While the variety may not be a match for those cultivated in Punjab, Haryana and Jammu and Kashmir, it still commands a good market price as it is grown organically.
Farmers at a monthly grievance day meeting at the Collectorate recently were astonished when S. Ameer Muthar from Kovilansathan village in Mallal panchayat shared his success story of cultivating ‘basmati’ for two years in a row.
The group was only more surprised when he said he had sold the rice at Rs. 80 per kg in organic shops last year and such was the demand from organic food lovers that he was not able to meet it.
“The rice could be of second-grade quality or even less, but more than a dozen organic shops in Chennai evinced interest in buying the rice as this is probably the only basmati rice grown organically,” says Muthar.
This tenth-generation farmer owns about seven acres of land and began cultivating the variety in 2011, when his uncle introduced the seeds to him. “I was sceptical but tried them out in an eight cents-plot,” he said.

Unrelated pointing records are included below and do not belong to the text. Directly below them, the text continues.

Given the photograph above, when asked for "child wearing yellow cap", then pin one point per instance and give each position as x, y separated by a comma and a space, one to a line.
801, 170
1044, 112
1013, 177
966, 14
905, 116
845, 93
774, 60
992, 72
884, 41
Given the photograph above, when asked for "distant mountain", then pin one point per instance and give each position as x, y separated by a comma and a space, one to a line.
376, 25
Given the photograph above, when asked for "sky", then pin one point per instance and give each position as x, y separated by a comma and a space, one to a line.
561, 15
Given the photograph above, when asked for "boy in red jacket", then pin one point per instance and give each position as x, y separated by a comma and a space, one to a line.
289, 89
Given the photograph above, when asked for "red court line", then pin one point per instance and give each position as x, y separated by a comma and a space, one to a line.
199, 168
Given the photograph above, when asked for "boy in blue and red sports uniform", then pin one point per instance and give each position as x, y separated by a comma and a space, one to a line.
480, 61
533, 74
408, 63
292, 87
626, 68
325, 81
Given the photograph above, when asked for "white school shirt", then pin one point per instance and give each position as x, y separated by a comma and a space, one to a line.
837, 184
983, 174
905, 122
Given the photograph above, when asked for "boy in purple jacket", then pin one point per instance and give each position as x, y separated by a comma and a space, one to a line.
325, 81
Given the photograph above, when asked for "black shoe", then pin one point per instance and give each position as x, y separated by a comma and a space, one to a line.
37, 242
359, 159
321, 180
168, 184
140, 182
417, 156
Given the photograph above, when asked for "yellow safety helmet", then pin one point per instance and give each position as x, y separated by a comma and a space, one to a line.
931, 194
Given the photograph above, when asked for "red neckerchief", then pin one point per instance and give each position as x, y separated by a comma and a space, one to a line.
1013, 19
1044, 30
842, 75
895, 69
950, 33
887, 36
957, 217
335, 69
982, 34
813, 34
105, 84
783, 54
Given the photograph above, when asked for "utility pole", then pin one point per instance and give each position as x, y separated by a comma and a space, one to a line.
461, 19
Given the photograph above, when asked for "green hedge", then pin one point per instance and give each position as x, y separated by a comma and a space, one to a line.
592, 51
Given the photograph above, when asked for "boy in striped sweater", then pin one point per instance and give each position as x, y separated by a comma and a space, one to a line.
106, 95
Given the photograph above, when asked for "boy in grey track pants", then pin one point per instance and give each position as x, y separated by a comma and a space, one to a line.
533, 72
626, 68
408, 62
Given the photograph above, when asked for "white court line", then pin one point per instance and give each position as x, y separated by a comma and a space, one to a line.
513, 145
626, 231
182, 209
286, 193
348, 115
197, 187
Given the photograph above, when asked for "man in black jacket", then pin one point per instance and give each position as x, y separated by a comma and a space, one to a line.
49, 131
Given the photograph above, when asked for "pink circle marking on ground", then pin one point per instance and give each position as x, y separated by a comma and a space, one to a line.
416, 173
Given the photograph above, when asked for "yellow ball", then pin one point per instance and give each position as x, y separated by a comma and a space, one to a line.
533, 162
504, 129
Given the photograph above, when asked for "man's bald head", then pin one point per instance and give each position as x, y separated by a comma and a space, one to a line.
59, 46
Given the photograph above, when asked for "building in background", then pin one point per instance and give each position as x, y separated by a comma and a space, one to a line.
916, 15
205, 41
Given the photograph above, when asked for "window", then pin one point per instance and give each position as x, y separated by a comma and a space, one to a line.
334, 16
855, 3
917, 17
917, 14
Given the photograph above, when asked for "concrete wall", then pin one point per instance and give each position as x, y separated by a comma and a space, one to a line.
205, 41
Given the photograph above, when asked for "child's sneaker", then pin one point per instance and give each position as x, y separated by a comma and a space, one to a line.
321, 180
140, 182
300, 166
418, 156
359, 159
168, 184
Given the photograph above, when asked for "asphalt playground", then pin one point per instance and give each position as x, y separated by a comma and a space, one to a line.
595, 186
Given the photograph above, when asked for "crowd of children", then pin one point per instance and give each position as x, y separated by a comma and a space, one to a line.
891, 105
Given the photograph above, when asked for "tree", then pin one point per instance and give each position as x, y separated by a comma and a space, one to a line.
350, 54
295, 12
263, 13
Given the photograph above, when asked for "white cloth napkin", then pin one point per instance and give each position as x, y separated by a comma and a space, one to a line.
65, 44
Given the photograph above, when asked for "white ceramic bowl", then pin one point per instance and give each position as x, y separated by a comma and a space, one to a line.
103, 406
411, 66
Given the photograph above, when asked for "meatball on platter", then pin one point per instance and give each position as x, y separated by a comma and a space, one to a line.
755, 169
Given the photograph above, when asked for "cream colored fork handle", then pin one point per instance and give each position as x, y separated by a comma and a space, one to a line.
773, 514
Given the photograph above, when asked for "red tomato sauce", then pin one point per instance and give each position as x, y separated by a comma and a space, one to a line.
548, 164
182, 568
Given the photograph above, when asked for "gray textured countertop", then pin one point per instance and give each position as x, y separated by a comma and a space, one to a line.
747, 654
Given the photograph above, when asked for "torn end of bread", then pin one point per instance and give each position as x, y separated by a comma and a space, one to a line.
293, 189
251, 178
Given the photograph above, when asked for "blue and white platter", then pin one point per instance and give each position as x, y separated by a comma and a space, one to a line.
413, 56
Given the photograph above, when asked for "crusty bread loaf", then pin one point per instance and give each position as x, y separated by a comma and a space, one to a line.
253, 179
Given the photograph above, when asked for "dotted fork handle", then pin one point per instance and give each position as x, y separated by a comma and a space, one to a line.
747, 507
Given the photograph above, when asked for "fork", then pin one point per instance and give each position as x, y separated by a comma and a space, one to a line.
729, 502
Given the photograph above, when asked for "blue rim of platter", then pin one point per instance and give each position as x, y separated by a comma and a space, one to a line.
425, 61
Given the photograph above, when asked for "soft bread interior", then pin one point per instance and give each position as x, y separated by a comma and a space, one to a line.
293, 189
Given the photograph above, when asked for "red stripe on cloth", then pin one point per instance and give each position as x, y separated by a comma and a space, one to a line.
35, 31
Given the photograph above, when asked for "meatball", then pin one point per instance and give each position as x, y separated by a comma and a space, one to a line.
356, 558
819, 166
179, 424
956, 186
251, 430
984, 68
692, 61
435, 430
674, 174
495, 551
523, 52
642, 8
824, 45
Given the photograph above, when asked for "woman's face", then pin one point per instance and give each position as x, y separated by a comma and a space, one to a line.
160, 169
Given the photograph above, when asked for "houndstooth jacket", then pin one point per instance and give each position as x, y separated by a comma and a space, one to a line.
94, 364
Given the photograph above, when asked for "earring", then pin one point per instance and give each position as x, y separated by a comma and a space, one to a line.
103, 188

Following the System of Rice Intensification (SRI) method, he then cultivated the variety on one acre last year and reaped a bumper harvest of 38 bags of 50 kg each, he said.
He applies only organic fertilisers such as green manure, compost manure, neem cake and ‘panja kaviyam’ (bio-pesticide mixture of ginger, garlic and green chillies), spending about Rs. 20,000 per acre, he says.
While irrigation is a problem, he manages with whatever little water is left in the nearby ‘kanmai’ (water body). The crop, now cultivated in one-and-a-half acres, is due for harvest in another couple of days and already, 20 to 30 farmers in Paramakudi, Parthibanur and Sathirakudi have booked in advance for the seeds, he says with a sense of triumph.